Uma justiça bem humorada… e injusta

A desembargadora acostumada a manifestar opiniões políticas controvertidas pela internet diz que um deputado de esquerda deve ser fuzilado. O referido deputado renuncia ao mandato e foge do Brasil porque está com medo de morrer e não aguenta mais ser ameaçado de morte.

A imprensa expôs a desembargadora e exigiu a investigação da conduta dela. Indignada, ela vem a público dizer que estava brincando e criticou o mau humor da esquerda https://www.conjur.com.br/2019-jan-25/sugestao-executar-jean-wyllys-foi-brincadeira-desembargadora. Antes disso, porém, a desembargadora disse estar convicta de que o deputado é culpado por um atentado político que, explorado à exaustão, ajudou a eleger o novo presidente do país https://www.diariodocentrodomundo.com.br/desembargadora-que-atacou-marielle-diz-que-tem-certeza-absoluta-do-envolvimento-de-jean-wyllys-no-atentado-a-bolsonaro/.

A Lei Orgânica da Magistratura exige do membro do Judiciário “manter conduta irrepreensível na vida pública e particular” (art. 35, VIII da LC 35/79). A CF/88 prescreve expressamente que é vedado aos juízes dedicar-se à atividade partidária (art. 95, parágrafo único, inciso III, da CF/88). O Regimento Interno do Tribunal a que pertence a desembargadora exige dos seus membros fazer um juramento ao tomar posse:

“art. 225 – Os desembargadores tomarão posse  perante o Órgão Especial e, se desejarem, em sessão solene. Ingressando no recinto, acompanhados por 2 (dois) desembargadores, previamente escolhidos, prestarão, em voz alta, o seguinte compromisso:

‘Prometo desempenhar bem e fielmente os deveres do meu cargo, cumprindo e fazendo cumprir a Constituição e as leis, distribuindo Justiça e pugnando sempre pelo seu prestígio e autoridade.’”

O episódio narrado no início é uma síntese perfeita da decadência do Sistema de Justiça brasileiro.

Desembargadores julgam processos no Tribunal. Quando forçados a julgar seus amigos ou inimigos, eles devem se dar por impedidos para garantir a higidez da decisão (todo cidadão tem direito a um julgamento justo proferido por juiz imparcial). Em razão das obrigações impostas aos magistrados pela Lei Orgânica da Magistratura, os desembargadores não devem proferir julgamentos políticos e partidários na internet.
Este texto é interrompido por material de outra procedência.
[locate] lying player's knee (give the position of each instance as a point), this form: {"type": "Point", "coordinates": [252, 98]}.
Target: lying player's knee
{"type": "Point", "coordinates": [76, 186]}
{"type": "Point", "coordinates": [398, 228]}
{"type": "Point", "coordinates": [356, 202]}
A convicção partidária do julgador nunca deve substituir o livre convencimento racional lastreado na prova que foi produzida nos autos sob o crivo do contraditório. A dignidade do cargo que o desembargador ocupa é incompatível com a prolação informal de “sentenças de morte” ou de “confirmação da culpa antes da produção da prova”.

No caso específico mencionado no início, nunca é demais lembrar que a referida desembargadora é reincidente. Há bem pouco tempo ela acusou a companheira de partido do deputado que foi assassinada a tiros de estar envolvida com o crime organizado. A desembargadora esqueceu as palavras que proferiu em voz alta ao tomar posse no Tribunal? Possível irregular, a incontinência verbal da desembargadora precisa ser colocada dentro do contexto histórico. Em seu benefício, afinal, podemos levantar pelo menos um argumento racional: ela não está sozinha.

“…aquele que viola a lei não consegue jamais recuperar, independentemente da grandeza de suas ações posteriores, aquilo que perdeu ao distanciar-se da virtude.” (Política, Aristóteles, Martin Claret, São Paulo, 2018, p. 243)

A julgar pelo que está ocorrendo desde o julgamento do Mensalão, Aristóteles não tem muitos discípulos no Judiciário brasileiro. Luiz Fux substituiu o princípio da presunção de inocência pelo da culpa presumida ao condenar José Dirceu. Sérgio Moro e o TRF-4 condenaram Lula porque ele não recebeu a posse e a propriedade do Triplex para praticar atos inespecíficos (a Lei pune a prática de ato específico mediante pagamento). Dilma Rousseff foi deposta sem ter cometido crime de responsabilidade, pois o STF se recusou a impedir essa ilegalidade. Nos últimos anos, os abusos judiciais se multiplicaram à exaustão. Por isso citei apenas os casos mais escandalosos e conhecidos.

Entretanto, a subversão total do Sistema de Justiça somente ocorreu pelas mãos dessa desembargadora que expede “sentenças de morte” e “notas de culpa” pela internet. Suponho que em  breve os processos em que essas decisões são proferidas começarão a tramitar formalmente e em segredo no Tribunal, pois ao réu não deve se dar a oportunidade de fugir antes da execução da pena.